Quelles applications concrètes dans le cabinet aujourd’hui ?

Le travail psychanalytique se déploie selon des modalités variables : séances hebdomadaires ou plurihebdomadaires, durée de 45 minutes ou temps variable, divan ou face-à-face. Ces modalités se déterminent au cas par cas. Les problématiques traitées sont diverses : angoisses, états dépressifs, questionnements existentiels, troubles relationnels récurrents, inhibitions, symptômes corporels sans cause organique. Un quadragénaire consultait pour des crises d’angoisse survenant dans certains contextes professionnels.
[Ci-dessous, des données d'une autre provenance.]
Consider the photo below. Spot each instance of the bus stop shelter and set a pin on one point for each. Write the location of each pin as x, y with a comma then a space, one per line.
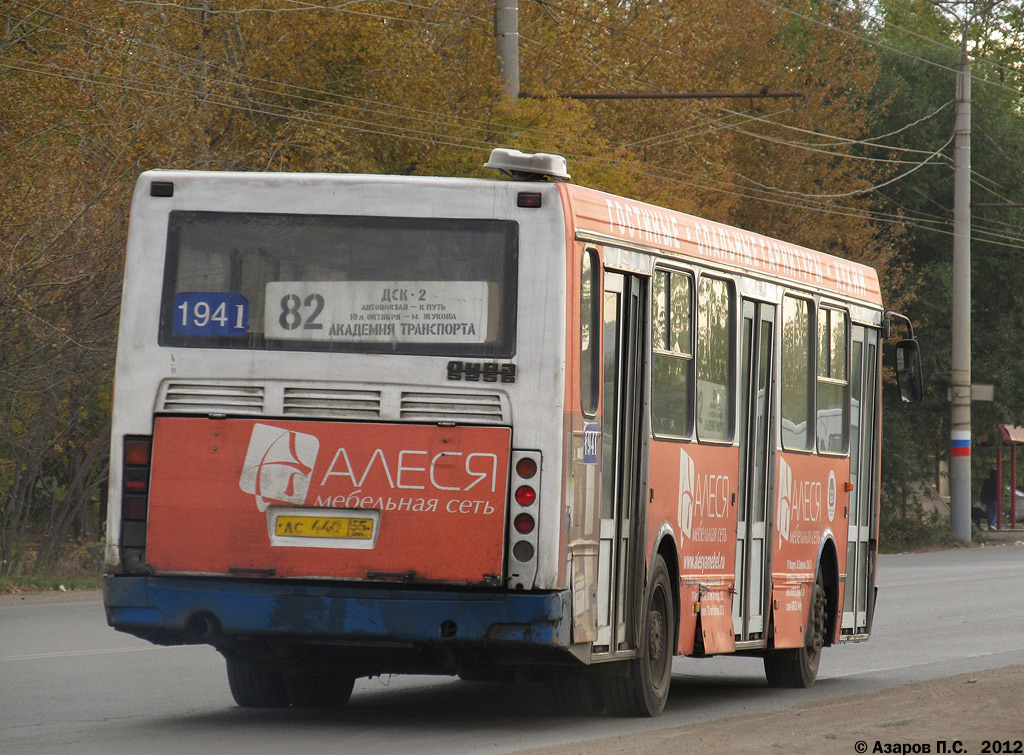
1012, 436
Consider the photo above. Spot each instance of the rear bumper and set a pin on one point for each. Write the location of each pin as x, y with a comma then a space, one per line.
175, 610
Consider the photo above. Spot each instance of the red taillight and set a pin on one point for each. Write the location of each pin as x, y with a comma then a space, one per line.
137, 452
135, 498
524, 495
523, 523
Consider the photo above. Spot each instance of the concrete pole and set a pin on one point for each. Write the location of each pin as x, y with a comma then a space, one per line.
507, 37
960, 456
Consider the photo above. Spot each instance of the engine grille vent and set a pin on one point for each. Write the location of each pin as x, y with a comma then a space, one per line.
339, 403
212, 399
473, 408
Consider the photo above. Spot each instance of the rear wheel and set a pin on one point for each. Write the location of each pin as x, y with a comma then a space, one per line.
798, 668
645, 689
253, 686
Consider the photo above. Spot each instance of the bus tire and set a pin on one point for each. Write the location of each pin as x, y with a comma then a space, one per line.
644, 690
313, 691
255, 687
798, 668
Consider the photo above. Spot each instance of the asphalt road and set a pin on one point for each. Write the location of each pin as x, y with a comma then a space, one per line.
71, 684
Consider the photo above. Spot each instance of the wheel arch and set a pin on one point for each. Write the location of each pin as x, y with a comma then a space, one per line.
827, 567
665, 546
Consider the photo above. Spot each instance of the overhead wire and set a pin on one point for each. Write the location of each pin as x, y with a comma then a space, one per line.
426, 135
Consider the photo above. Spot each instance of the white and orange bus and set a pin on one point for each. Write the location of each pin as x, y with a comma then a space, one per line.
387, 424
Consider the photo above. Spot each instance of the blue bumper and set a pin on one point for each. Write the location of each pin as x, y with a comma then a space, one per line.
164, 606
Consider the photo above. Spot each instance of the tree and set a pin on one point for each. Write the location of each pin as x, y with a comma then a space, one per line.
922, 46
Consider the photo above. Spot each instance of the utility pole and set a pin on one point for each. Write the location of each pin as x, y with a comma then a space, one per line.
507, 37
960, 448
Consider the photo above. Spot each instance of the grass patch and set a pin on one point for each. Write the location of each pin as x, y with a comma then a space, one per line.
49, 582
898, 535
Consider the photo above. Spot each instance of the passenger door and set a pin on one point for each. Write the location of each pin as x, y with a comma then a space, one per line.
756, 453
623, 470
857, 599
Le travail a permis de relier ces manifestations à une histoire où la réussite était inconsciemment vécue comme transgression interdite. Le transfert constitue le levier central : cette relation particulière entre patient et analyste où se rejouent des modalités anciennes. C’est dans cette relation que peuvent s’analyser répétitions et impasses. Chaque cure est singulière, sans durée prédéfinie. L’engagement du sujet demeure la condition essentielle : la psychanalyse suppose une implication active.
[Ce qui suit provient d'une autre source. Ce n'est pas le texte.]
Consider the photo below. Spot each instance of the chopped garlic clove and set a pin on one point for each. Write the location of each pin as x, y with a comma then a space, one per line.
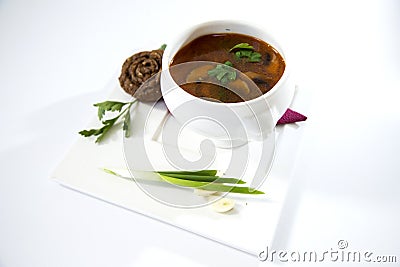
223, 205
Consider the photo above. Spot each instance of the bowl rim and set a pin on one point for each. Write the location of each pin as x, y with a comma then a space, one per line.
166, 60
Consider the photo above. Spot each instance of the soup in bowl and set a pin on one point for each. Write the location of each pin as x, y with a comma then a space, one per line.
227, 80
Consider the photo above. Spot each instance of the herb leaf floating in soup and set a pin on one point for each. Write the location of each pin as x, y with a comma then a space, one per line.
246, 50
252, 58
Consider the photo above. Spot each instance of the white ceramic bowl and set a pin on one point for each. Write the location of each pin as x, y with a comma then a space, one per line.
234, 123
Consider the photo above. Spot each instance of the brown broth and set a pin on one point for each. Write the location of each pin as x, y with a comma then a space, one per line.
215, 48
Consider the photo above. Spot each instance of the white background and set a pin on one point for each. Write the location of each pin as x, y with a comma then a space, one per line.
55, 58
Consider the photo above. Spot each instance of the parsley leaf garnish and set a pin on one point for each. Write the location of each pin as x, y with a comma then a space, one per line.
242, 46
108, 124
223, 72
244, 50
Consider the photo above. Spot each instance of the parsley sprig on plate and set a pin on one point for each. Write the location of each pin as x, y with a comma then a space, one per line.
122, 107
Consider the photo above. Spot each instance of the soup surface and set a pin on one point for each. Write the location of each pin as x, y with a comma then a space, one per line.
249, 67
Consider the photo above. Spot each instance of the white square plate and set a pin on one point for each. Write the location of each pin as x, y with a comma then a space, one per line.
249, 227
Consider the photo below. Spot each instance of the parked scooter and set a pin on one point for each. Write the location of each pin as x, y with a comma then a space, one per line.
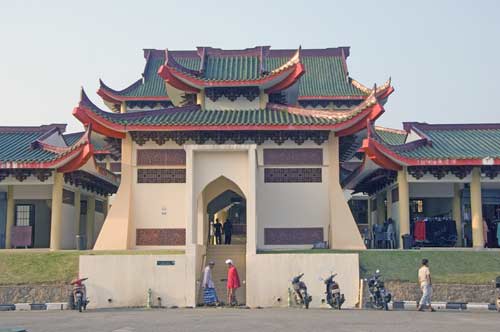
497, 285
80, 299
300, 291
333, 296
379, 296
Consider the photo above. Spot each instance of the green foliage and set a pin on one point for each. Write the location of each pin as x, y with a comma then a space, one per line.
29, 267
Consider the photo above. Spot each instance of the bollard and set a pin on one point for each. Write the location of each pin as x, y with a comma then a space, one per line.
149, 299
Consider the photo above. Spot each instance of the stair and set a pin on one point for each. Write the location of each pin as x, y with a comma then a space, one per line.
219, 254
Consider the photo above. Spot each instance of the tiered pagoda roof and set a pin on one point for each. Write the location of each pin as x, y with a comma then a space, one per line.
191, 118
435, 145
39, 151
323, 73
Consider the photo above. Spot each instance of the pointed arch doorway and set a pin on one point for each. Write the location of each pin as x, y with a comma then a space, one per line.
223, 199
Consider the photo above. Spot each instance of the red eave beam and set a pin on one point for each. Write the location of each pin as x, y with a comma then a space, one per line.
171, 79
289, 80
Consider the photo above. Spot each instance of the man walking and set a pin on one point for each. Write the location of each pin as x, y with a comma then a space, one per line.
424, 279
218, 231
233, 282
228, 231
209, 293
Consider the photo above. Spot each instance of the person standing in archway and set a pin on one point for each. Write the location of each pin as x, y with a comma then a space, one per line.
233, 282
218, 232
228, 231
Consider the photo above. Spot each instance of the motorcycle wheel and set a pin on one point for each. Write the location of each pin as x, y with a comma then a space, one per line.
337, 302
79, 304
306, 299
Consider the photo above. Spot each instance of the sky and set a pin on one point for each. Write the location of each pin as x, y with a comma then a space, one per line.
443, 56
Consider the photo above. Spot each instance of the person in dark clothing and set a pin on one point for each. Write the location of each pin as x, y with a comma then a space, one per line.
218, 231
228, 231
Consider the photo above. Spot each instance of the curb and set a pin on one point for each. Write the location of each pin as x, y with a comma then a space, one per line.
440, 306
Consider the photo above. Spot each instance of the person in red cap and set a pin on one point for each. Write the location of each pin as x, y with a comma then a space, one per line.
233, 282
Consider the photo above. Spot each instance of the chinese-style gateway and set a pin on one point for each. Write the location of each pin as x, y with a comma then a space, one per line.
269, 140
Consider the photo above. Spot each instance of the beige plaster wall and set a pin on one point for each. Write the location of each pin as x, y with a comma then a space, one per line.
68, 235
264, 289
125, 279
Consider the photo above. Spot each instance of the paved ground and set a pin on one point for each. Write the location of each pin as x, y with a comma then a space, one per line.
263, 320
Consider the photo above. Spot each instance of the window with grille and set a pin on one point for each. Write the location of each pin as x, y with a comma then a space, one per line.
24, 214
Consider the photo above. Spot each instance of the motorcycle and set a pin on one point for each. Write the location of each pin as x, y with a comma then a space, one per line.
379, 296
497, 286
333, 296
80, 299
300, 291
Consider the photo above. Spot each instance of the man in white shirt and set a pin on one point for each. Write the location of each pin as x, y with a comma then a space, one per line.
209, 293
424, 279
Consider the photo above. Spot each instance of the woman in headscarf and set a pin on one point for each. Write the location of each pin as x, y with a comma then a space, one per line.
233, 282
209, 293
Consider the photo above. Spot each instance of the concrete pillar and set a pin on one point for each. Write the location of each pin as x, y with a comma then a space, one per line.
78, 198
56, 212
476, 206
107, 160
10, 216
369, 213
252, 202
380, 208
388, 198
263, 99
123, 107
90, 221
404, 205
200, 99
457, 212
Perspectives et ouvertures pour la pratique lacanienne

La psychanalyse d’orientation lacanienne démontre sa pertinence par sa capacité à éclairer les nouvelles formes de souffrance psychique et à proposer une lecture critique du lien social. Les concepts d’objet a, de discours capitaliste, d’inconscient structuré comme un langage sont des outils vivants pour comprendre notre époque. Au-delà de son application clinique, cette approche permet de comprendre pourquoi, malgré l’abondance matérielle, tant de nos contemporains éprouvent un sentiment de vide ou d’épuisement. Elle interroge les logiques qui nous poussent à consommer toujours plus, à nous montrer sous notre meilleur jour, à optimiser chaque aspect de notre existence. Nous vous invitons à réfléchir à votre propre rapport au symptôme : qu’est-ce qui fait souffrance ou question dans votre vie ? Qu’est-ce qui se répète ? Qu’est-ce que vous désirez vraiment ? La dimension éthique réside dans cette invitation à assumer sa position de sujet désirant. Ces réflexions proposent des repères théoriques. Seule une rencontre singulière avec un praticien permet d’engager un véritable travail analytique.